MUGI-MRI: Enhancing Breast Cancer Classification through Multiplex Graph Neural Networks in DCE-MRI
- Autori: Ceccarelli F.; Prinzi F.; Lio P.; Vitabile S.; Holden S.B.
- Anno di pubblicazione: 2024
- Tipologia: Contributo in atti di convegno pubblicato in volume
- Parole Chiave: Breast Cancer; Graph Neural Network; MRI; Multiplex Network; Radiomics
- OA Link: http://hdl.handle.net/10447/668466
Abstract
Dynamic Contrast-Enhanced Magnetic Resonance Imaging (DCE-MRI) involves acquiring a sequence of MRIs during the administration of a contrast agent. Radiologists then aim to discern the contrast uptake differences between malignant and benign lesions for tumor classification. Regrettably, existing literature underutilizes the temporal structure inherent to DCEMRI time series, leading to tumor classifications based on individual instants rather than entire sequences.
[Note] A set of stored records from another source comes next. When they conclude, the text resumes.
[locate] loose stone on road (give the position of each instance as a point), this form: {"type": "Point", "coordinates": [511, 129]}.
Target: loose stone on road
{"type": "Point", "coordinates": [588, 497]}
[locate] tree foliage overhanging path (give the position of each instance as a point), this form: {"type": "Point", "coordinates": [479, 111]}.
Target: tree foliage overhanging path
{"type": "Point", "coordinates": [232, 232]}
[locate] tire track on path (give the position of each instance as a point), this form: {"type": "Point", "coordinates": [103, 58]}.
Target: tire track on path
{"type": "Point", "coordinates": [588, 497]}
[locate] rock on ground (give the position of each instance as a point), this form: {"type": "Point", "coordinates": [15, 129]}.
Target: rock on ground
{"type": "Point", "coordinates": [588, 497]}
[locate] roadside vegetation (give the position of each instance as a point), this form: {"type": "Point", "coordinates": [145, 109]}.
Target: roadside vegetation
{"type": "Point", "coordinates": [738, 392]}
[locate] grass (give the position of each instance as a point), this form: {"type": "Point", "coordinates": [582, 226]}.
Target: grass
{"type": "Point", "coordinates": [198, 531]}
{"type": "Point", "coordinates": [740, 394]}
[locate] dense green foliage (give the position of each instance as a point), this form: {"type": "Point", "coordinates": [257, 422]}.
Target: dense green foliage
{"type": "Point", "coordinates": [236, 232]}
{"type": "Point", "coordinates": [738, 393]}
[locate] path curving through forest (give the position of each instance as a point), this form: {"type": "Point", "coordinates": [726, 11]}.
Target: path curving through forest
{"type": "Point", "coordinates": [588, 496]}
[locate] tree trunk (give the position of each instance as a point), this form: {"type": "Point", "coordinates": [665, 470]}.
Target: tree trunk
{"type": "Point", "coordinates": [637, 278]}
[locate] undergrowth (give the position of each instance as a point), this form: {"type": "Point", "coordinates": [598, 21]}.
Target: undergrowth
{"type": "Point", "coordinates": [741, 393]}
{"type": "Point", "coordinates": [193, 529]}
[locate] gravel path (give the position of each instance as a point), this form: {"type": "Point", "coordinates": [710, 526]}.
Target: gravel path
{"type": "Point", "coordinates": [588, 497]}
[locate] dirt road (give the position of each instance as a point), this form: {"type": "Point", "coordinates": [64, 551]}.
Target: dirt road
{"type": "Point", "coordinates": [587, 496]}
This research introduces two Graph Neural Network (GNN)-based methods designed to aggregate information from multiple instants within the DCE-MRI sequence. Each lesion undergoes manual segmentation, and radiomic features are individually extracted from each time instant of the DCE-MRI sequence. Two graph construction methodologies are proposed: (i) a fully connected graph topology, aiming to represent each temporal instant as a node in a graph; (ii) a multiplex network, named MUGI-MRI (MUltiplex Graph neural network for Integration of MRI), where each layer identifies an instant of the DCE-MRI sequence. MUGI-MRI achieves an AUROC of 0.8017 ± 0.1146, showcasing promising performance in lesion classification. In addition to improving upon current state-of-the-art, the integration capability of MUGIMRI addresses the problem of imbalance between sensitivity and specificity, which affects numerous studies in the realm of DCE-MRI. Our findings strongly indicate that the aggregation of information across all time instants is pivotal for enhancing the diagnostic process, and vastly superior to a simplistic instant-wise analysis. While applied to MRI sequences, our approach can be extended to general problems of multimodal data integration.